Access Controls

The Access Controls view lets tenant administrators combine scopes into reusable access sets for user groups.

Each access control consists of a set of scopes that define what a user group is permitted to do. The predefined access controls align with the default navigation tree setup, where each domain corresponds to a specific navigation node.

Instead of setting permissions one by one, you assign a prepared access control to the right group. When a custom access control is assigned to a group, users in that group receive:

• Platform default scopes (baseline access expected for the product), and

• Tenant-specific custom scopes included in that access control (including scopes generated for custom entities when you add them to the access control).

Access controls are used for people in your tenant:

• Employee access - internal users (for example by team or region).

• Customer access - external users such as B2B buyers or partners.

For integrations, the same scope names are used in API credentials and tokens, but they are managed outside user groups.

Example:

You can create an access control such as Order Fulfillment Manager that includes order-related manage scopes and read access to supporting entities. Assign it to employee groups by region (for example DE Fulfillment Managers and FR Fulfillment Managers) so each group gets the same access model and only their group membership differs.

Managing access controls

From the Access Controls view you can do the following:

• Create and edit access controls

• Filter or search access controls by name.

• Open an access control to review or adjust the list of scopes.

• Remove access controls that are obsolete or no longer used.

Creating an access control

To define a new access control:

1

Choose to create access control

In the Administration module, go to Access Controls and select the Create Access Control action.

2

Provide the access control details

Provide a Name and optional description that clearly state the purpose of the access control, for example order_manager or catalog_viewer.

3

Select the scopes for the access control

Scopes are listed in the Scopes - they may include platform scopes, tenant-defined scopes, and scopes generated for custom entities.

For example, if a group is supposed to manage products but only view categories, include the corresponding product manage scope and category read scope within the same access control.

4

Save your changes

When you're done, choose Save. The access control is added to the list.

Custom entities and access controls

If an access control is assigned to a user group, users can see the corresponding node in the Management Dashboard navigation.

However, if a custom entity is created, and the access control does not include the required scopes for that area, the users can open the node but the view is empty.
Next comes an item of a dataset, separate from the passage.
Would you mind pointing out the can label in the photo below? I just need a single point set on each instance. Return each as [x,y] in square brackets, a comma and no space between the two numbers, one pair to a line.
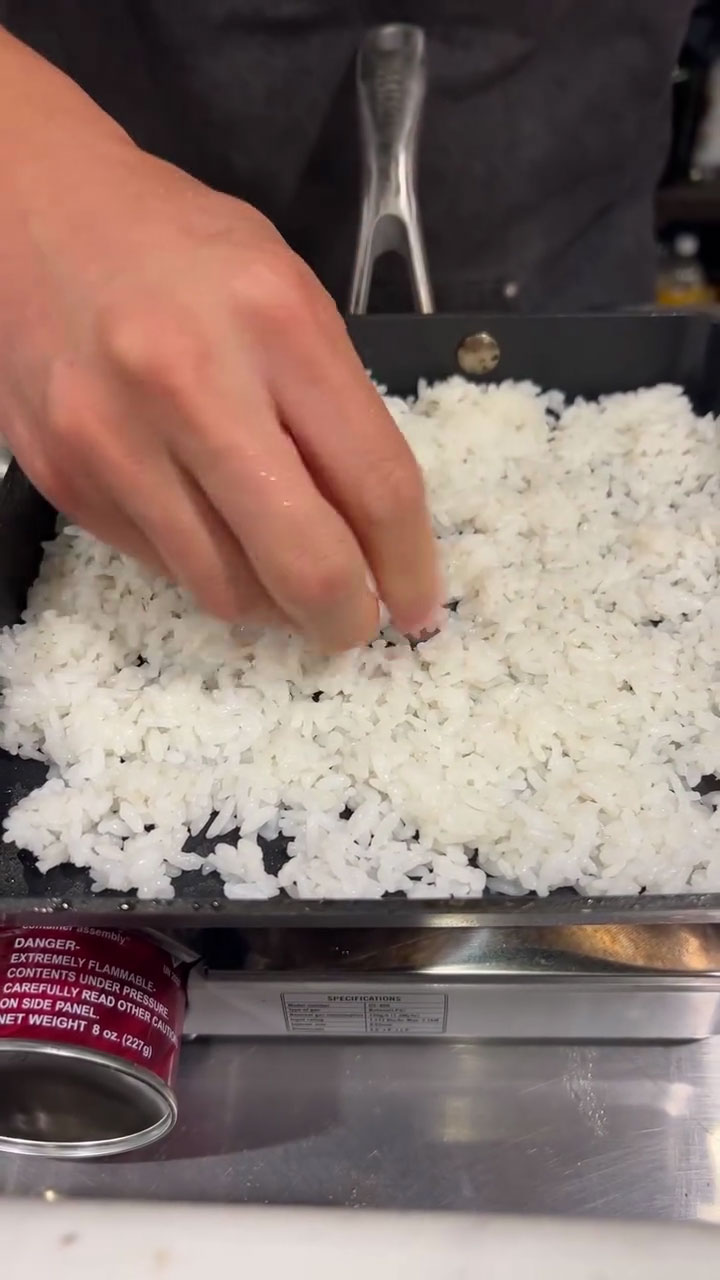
[104,990]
The content becomes visible only after the required scopes are included in the assigned access control.

For custom entities:

• Global scopes for the entity, such as <entity>.<entity>_read and <entity>.<entity>_manage, provide access to all instances in that custom entity, regardless of who created them.

• Ownership-limited scopes, such as <entity>.<entity>_readOwn and <entity>.<entity>_manageOwn, provide access only to instances created by the user.

If a user has global scopes for a custom entity, they can see all records in that entity instance. If they only have _own scopes, they see only records assigned to them or created by them.